Partecipando a questa discussione, Salvatore Iaconesi, tra i più vivaci attori e protagonisti di vita digitale, ha scritto: “Per avere a che fare con questa globalità, iper-connessione, intensità, quantità, attività, sensazione, il nostro corpo (composto di carne) non ci basta più. La nostra carne, come medium del sentire, non è più sufficiente”. Questa insufficienza è la breccia che ha dato spazio, territorialità, alla IA: una dimensione tecnologica che sintetizza tutte le altre: il digitale, le reti, gli algoritmi. Dimensione che Iaconesi ritiene possibile fronteggiare solo ricorrendo alla qualità distintiva, specificamente umana, del gioco (così cresciuta con lo sviluppo dei videogiochi), in grado di “dribblare l’IA nel modo più efficace possibile” ai fini della persona (corpo e carne) e non della natura puramente strumentale, autoreferenziale, del sistema macchinico in cui è chiamata a funzionare. È a questa sua coraggiosa affermazione che qui vorrei affiancarmi. Con qualche mio eccesso da dilettante. Quindi per mio endemico difetto o meglio affezione personale forse assai più che per accertata incompetenza tecnoscientifica.

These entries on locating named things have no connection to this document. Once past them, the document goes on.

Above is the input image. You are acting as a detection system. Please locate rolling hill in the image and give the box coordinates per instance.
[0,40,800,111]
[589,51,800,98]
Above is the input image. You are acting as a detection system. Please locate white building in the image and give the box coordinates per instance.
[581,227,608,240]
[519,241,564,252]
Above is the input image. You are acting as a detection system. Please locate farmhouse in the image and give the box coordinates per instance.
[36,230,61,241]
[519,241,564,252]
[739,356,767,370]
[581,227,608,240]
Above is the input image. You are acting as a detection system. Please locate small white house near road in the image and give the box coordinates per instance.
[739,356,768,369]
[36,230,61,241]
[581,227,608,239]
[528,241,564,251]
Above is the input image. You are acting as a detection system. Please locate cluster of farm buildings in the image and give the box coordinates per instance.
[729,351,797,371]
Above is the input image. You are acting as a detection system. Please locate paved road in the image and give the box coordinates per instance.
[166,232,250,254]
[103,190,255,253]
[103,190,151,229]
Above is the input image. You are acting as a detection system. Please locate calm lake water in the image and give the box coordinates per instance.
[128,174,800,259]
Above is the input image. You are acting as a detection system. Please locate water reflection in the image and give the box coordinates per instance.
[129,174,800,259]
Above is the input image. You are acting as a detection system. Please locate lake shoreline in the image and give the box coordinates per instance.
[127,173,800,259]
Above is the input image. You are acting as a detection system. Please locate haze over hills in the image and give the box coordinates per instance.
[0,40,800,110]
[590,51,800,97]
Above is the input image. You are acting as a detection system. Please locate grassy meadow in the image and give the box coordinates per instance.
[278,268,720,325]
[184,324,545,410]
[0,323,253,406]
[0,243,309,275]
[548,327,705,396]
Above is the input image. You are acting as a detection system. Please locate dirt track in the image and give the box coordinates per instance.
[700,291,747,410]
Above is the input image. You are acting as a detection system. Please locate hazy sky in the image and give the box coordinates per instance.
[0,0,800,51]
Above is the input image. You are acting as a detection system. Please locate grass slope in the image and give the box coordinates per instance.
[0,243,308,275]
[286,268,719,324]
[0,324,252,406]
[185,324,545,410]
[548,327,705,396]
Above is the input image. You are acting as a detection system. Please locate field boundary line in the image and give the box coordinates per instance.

La corazza della modernità 

Nel parlare di IA, dunque d’ogni sua applicazione digitale, robotica e via andando … molti influencer (categoria di operatori sociali che, desunta dal marketing, si può ormai estendere a giornalisti, intellettuali, professionisti e politici) tendono o meglio sono portati a immaginarsi che il mondo esista soltanto in quanto e perché umano, apparato economico-politico umano. E dunque credono che tale mondo sia orientato a muoversi in superficie – sulla propria superficie, compresa la pelle umana così come la crosta terrestre e ogni profondità culturale – sempre e da sempre allo stesso modo: ancora e inevitabilmente, mirando verso se stesso e i suoi più estremi confini, comunque “terrestri”, nel senso cioè di geopoliticamente umani. È Atlante, fratello di Prometeo, a reggere il mondo sulle sue spalle di Gigante. Il viaggio (al contrario delle negate speranze dei corpi migranti altrove dalla propria morte) è ancora adesso quello delle “tre caravelle” verso nuove terre e altri corpi da sfruttare (un vecchio film di fantascienza si immaginò, in guisa di conquista planetaria, un viaggio dentro il corpo umano come fosse un “mondo analogo”). I conflitti di potere sono ancora tra amici e nemici che, in urto tra loro, abitano e si contendono uno stesso territorio, le stesse risorse, il medesimo futuro, senza ascoltare altro che se stessi. Amici e nemici in e di una esistenza che non appartiene loro e tuttavia essi attraversano da proprietari e conquistatori. O ne sono attraversati.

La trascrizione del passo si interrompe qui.